Fatima, spinta a forza in una tenda insieme alla sua amica, non smette di sentire le urla dei suoi compagni in fuga. Ma nel frattempo ha capito cosa l’aspetta. Un nuovo terrore l’attraversa. Delle urla diverse, di voci femminili, provengono dalla tenda accanto. Otto uomini armati la circondano e solo allora è costretta a lasciare la mano alla sua amica, che la guarda impaurita, mentre un militare le punta una pistola sul naso, costringendola a guardare la sua amica, a vedere cosa le fanno. «Ho provato a resistere, abbiamo provato a dimenarci e a scappare. Ma quando ci hanno separato e avevo un’arma puntata in faccia non avevo più fiato per urlare. Quando è toccato a me, non ho gridato, non ho pianto, non ho capito niente. Ero un corpo morto, come quelli già per strada, e non ho parlato per settimane».

Fatima e la sua amica sono tra le decine e decine di vittime di violenza sessuale durante il massacro del 3 giugno 2019, un triste punto di svolta nella storia della rivoluzione sudanese. Sono 96 le testimonianze ufficiali raccolte delle donne che hanno subito violenza, ma si pensa siano molte di più: tante infatti non hanno avuto la forza per parlarne. Neanche Fatima dopo un anno intero, è riuscita a raccontarlo alla sua famiglia. Questa è la ragione per cui l’amica Tawdia ascolta le loro storie, invitandole a parlare con giornaliste e associazioni, a farsi testimoni. «Questo pezzo atroce della nostra storia non deve essere dimenticato né bisogna permettere che si ripeta», dice con la sua voce dolce e decisa al contempo. «Capisco il dolore e il non voler parlare, almeno non tutte; per questo sono io che ne trasmetto la testimonianza di dolore, perché le ascolti il mondo intero».

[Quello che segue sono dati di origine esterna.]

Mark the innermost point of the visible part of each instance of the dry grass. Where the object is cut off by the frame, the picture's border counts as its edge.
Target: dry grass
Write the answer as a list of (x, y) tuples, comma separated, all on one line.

Come testimone del massacro, un altro giovane studente di 22 anni, Abbas, ha parlato con la Commissione d’inchiesta sui crimini e le violazioni compiute. «Ho corso avanti e indietro fuggendo ai colpi di arma da fuoco delle Rsf, dopo la preghiera dell’alba del 3 giugno 2019», dice in occasione dell’anniversario in questo giugno. «Nonostante il Covid, ci siamo riuniti per ricordare i martiri della rivoluzione in un sit-in pacifico come pacifica è stata la nostra ribellione per cambiare il Paese». E, non trovando invece pace dalle scene di orrore che ha vissuto, si è rivolto alla Commissione, sperando venga fatta luce sugli eventi. «Si tratta di una commissione indipendente sudanese», dice l’avvocato Mohammed Mamoun, «ma a mio parere, è necessaria una commissione internazionale per indagare sulle violenze dell’esercito durante lo scorso Ramadan, per assicurare l’integrità delle procedure e la trasparenza della Commissione». Mohammed si considera un avvocato della rivoluzione.

Se i militari rispetteranno l’accordo di agosto scorso, nel febbraio del 2021 il governo dovrebbe passare ai civili della Coalizione delle Forze di Libertà e Cambiamento, di cui fa parte la Sudanese Professional Association, per un passaggio verso libere elezioni nel 2022. Il Primo ministro del Sudan in questa fase di transizione, Abdalla Hamdok, in occasione dell’anniversario del massacro si è rivolto alla nazione, impegnandosi per la giustizia e per promuovere la riconciliazione e la pace in tutto il Paese.

Nonostante le incertezze legate allo strapotere dei militari, coi suoi alleati esterni (Arabia Saudita, Emirati Arabi ed Egitto), ognuno prova a fare la sua parte, come appunto l’avvocato Mamoun. «Appartengo al Comitato per la Resistenza e il Cambiamento e in particolare a un comitato chiamato Comitato Legale, che ha lo scopo di proteggere i membri del Comitato stesso - gli avvocati che rischiano qualsiasi tipo di attacco». Una delle sfide del futuro del Sudan è quella di portare avanti una campagna e una rivoluzione culturale per eliminare i casi di corruzione e fa parte anche del lavoro di questi avvocati del Comitato Legale. «Ma senza giustizia per i martiri della rivoluzione, non andremo da nessuna parte».

Dopo quell’episodio, Fatima e la sua amica sono state ricoverate in ospedale per due settimane sotto shock. Il 30 giugno di un anno fa, quando il ricordo del sit-in era sovrastato dal trauma del massacro, i sudanesi hanno organizzato la “millions march”, una marcia nella capitale per ribadire che la rivoluzione non sarebbe stata spezzata dalla violenza dei militari. Una speranza di giustizia che continuerà ad accomunare il cammino di Fatima.